Jane Peranteau’s question

Thursday, December 3, 2020

7:05 a.m. Perhaps it is time to get to work again. I see that Louise Calio had emailed me a while ago, asking if Jane Peranteau’s question had ever been addressed. Jane had asked if we in 3D affected the vast impersonal forces in any way beyond how we expressed them in our lives. “In other words, you could say they hone us. Do we hone them? Or is it just about honing us?”

It’s an excellent question, and I might as well start by saying, “Beats me. If we do, I don’t know how. If we don’t, I don’t know why not.” So what say you, friends?

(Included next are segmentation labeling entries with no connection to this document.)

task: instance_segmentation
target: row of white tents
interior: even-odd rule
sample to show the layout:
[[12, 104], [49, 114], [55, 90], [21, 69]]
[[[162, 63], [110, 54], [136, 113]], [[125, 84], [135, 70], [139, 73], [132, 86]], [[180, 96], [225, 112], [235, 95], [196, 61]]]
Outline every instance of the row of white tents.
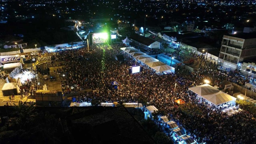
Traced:
[[[100, 103], [100, 105], [101, 106], [105, 107], [113, 107], [116, 104], [114, 103], [117, 103], [117, 102], [114, 102], [114, 103], [112, 102], [102, 102]], [[124, 106], [126, 107], [133, 107], [135, 108], [138, 108], [138, 103], [124, 103], [123, 104]], [[75, 102], [72, 102], [70, 104], [70, 107], [86, 107], [91, 106], [92, 103], [91, 103], [87, 102], [83, 102], [81, 103]], [[142, 104], [139, 103], [138, 107], [139, 108], [141, 108], [142, 107]]]
[[175, 69], [174, 68], [159, 61], [158, 60], [148, 55], [133, 47], [125, 47], [120, 49], [158, 72], [168, 70], [174, 72]]
[[[151, 114], [153, 113], [158, 110], [154, 106], [150, 106], [146, 107], [145, 114], [148, 113]], [[186, 134], [185, 130], [182, 126], [179, 126], [177, 123], [171, 121], [170, 118], [168, 116], [165, 115], [160, 117], [162, 123], [166, 123], [170, 127], [170, 131], [172, 131], [178, 136], [182, 139], [187, 144], [194, 143], [195, 142], [190, 136]]]
[[227, 102], [234, 104], [236, 98], [208, 84], [205, 84], [188, 88], [215, 106]]

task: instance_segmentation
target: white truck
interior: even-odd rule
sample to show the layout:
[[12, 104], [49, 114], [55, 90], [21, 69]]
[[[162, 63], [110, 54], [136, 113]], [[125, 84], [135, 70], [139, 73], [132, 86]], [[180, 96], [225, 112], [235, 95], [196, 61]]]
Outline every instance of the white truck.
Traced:
[[226, 67], [223, 66], [218, 66], [218, 68], [217, 69], [219, 70], [224, 70], [227, 72], [228, 72], [230, 71], [230, 70], [231, 69], [231, 68]]

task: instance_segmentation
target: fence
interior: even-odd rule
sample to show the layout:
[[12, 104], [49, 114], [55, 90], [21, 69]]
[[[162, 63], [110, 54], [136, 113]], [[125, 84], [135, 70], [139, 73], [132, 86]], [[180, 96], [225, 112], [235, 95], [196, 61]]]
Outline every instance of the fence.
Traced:
[[[245, 94], [246, 88], [240, 86], [234, 83], [233, 83], [233, 85], [234, 86], [234, 89], [241, 91], [244, 94]], [[254, 92], [251, 90], [247, 90], [246, 92], [246, 96], [248, 96], [254, 100], [256, 100], [256, 93]]]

Welcome back. And don’t go feeling guilty or even puzzled by the hiatus. Not everything that expresses in 3D life results from 3D decisions or lack of decision, from 3D action or inaction. And this is part of our response to the question you are finally able to ask us to address.

You will remember, All is one; As above, so below; and Each of you in 3D is a unique window serving as conduit of Spirit which exists ell above 3D influence or manipulation. Holding in mind these givens, look again at the question. What’s the answer?

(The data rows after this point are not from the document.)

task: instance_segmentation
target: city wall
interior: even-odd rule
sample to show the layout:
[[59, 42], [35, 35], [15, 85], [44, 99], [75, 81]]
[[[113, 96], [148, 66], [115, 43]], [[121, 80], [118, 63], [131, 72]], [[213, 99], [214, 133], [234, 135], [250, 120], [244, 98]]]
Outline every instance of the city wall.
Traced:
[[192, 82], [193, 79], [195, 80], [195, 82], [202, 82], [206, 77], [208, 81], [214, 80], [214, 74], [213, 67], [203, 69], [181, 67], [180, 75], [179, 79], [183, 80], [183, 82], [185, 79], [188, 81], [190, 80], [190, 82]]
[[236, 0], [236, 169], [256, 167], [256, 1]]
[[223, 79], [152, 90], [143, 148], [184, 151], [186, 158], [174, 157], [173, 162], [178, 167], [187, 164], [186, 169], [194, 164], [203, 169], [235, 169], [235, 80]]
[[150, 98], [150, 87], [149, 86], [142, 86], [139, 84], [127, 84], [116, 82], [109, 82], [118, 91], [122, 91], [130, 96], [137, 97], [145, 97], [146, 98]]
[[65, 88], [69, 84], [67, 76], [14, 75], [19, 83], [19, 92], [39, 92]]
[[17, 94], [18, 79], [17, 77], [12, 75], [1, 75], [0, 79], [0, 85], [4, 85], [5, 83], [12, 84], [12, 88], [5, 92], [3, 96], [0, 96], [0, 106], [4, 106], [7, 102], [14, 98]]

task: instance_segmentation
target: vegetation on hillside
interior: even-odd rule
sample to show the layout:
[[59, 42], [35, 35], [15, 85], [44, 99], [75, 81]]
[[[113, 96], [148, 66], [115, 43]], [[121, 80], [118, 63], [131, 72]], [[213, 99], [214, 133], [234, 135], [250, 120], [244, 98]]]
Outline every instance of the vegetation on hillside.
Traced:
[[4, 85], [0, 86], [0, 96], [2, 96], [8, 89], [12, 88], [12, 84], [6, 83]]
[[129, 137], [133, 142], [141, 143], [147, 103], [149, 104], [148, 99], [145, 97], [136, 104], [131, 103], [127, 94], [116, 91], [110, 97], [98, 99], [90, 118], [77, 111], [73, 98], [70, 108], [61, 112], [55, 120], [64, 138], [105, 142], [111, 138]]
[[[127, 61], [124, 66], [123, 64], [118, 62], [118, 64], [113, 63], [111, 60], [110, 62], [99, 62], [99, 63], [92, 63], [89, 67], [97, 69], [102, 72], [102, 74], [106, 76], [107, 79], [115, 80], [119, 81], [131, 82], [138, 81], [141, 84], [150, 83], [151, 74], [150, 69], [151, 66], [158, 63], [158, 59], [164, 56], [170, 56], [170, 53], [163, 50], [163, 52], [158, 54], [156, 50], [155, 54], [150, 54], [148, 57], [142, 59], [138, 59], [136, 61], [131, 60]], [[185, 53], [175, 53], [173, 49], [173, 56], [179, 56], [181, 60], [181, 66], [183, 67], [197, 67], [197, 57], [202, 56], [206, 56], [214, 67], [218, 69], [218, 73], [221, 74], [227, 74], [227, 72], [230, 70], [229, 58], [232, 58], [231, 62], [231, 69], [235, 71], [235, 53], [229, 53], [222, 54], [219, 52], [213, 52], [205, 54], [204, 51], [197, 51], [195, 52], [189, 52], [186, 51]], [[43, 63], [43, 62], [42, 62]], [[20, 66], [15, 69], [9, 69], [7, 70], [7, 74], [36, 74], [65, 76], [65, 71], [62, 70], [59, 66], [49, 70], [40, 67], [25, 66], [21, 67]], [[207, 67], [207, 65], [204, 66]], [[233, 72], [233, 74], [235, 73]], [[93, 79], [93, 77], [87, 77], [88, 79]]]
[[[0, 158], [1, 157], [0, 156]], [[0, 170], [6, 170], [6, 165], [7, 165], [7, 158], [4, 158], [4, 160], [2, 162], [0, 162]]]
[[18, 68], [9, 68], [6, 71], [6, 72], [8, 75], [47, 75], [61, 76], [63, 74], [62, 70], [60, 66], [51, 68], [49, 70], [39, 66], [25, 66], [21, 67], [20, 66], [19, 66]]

I don’t know. Is it “Which you?”

That’s part of it, yes. Can you express it a little more fully?

I guess in this context the question is almost meaningless, in that it slides between definitions. Or, doesn’t slide between them, as much as assume one and forget the other.

Yes. Continue.

The question as posed sort of asks if we in our 3D lives affect the vast impersonal forces. If we were separate from the rest of us – the non-3D, and the larger beings from whom we are created as quasi-separate beings, and all the rest of us via the network of interrelations in 3D and non-3D – the answer would probably be, “No, of course we don’t.” But we are not separate. Our 3D decisions help shape our larger being, because they shape us (who are a part of that larger being) via third-tier consequences. I don’t know if that changes the answer to a yes, but clearly it affects the question.

Yes it does. Here’s an analogy to consider. If a life-experience of some kind changes someone, does it change that persona’s children by how it changes the person? Dos it change its friends, associates, enemies, neighbors, parents even?

I don’t see that the question can be answered yes or no. It’s a maybe.

Of course it is. Being changed, someone may or may not change those around it. If so, then yes. If no, then no. If sometimes, or potentially, or slightly or greatly, then that. But you can’t say “yes” or “no” per se.

But it seems to me that in saying maybe, we are implicitly saying “Yes” to at least one sense of Jane’s question. That is, potentially we can affect the vast impersonal forces.

No, that isn’t a valid understanding. We have yet to make it clear. Not even indirectly will you affect those forces. But you may affect how they are experienced – that is, how they manifest. But this is not what you are thinking.

I’m not really thinking anything very clearly. But I was thinking we had gotten somewhere for a moment.

We did, only you went a step too far, too soon. Recalibrate.

Okay.

I see it’s a form of pressing for clarity which, itself, reduces clarity.

There is a right way and a wrong way to do anything. A technique that is appropriate sometimes is not, other times.

So, then?

Let’s return to “you can’t say yes or no per se,” drawing a different set of conclusions. Rather than thinking this demonstrates something directly, let’s look at the nature of things. Does your life change the world? Does it change reality? Does it weigh in the scales in any meaningful way?

Surely you can see that the answer is, “It depends upon the scale you examine the subject in.” Day to day among your family and friends. Long-term among them. Day to day in your world at large, and long-term among them. This is four states right there, at only the most superficial examination of the situation. It doesn’t even begin to address your inner world and its consequences. It doesn’t consider you as part of a network of lives any of which may be affected.

All right, I see that.

Well, it’s the old “focusing the microscope (or telescope)” analogy. What you see depends on what your focal length allows you to see. There isn’t any one answer to all situations, only a “one answer” to a specific way of looking at things.

You’re saying (I think) that our question is ether too broad or too narrow to answer.

We’re saying this is the answer: that it depends on your meaning, which as usual depends on a lot of unconscious or semi-conscious assumptions.

Looking at this, I get that it answers part of Jane’s question. It says, it depends on which “you” we’re thinking of. But doesn’t that still support the conclusion I jumped to earlier, that potentially we can affect the forces?

We see the slippage here. Our qualification was not that you could or couldn’t sometimes affect the world around you even at a higher level: It was that you cannot affect the motivating forces themselves. It’s strictly a matter of disproportion. An atom of seawater, no matter what it does or what happens to it, cannot expect to affect the tides.

Ah! Got it. We don’t affect Spirit, any more than the atom affects the tides. The drop of seawater is part of the sea; it is affected by the tides and cannot not be, but its resistance or compliance (assuming it were capable of such) cannot affect the tide nor the moon that draws it..

Exactly. And if this is not clear, or spurs additional questions, you know where to find us.

Well, I do in theory. What has been going on this past month since November sixth?

That would be telling, as they say. Settle for resumption of access.

Cryptic. Okay, well at any rate thanks for this session.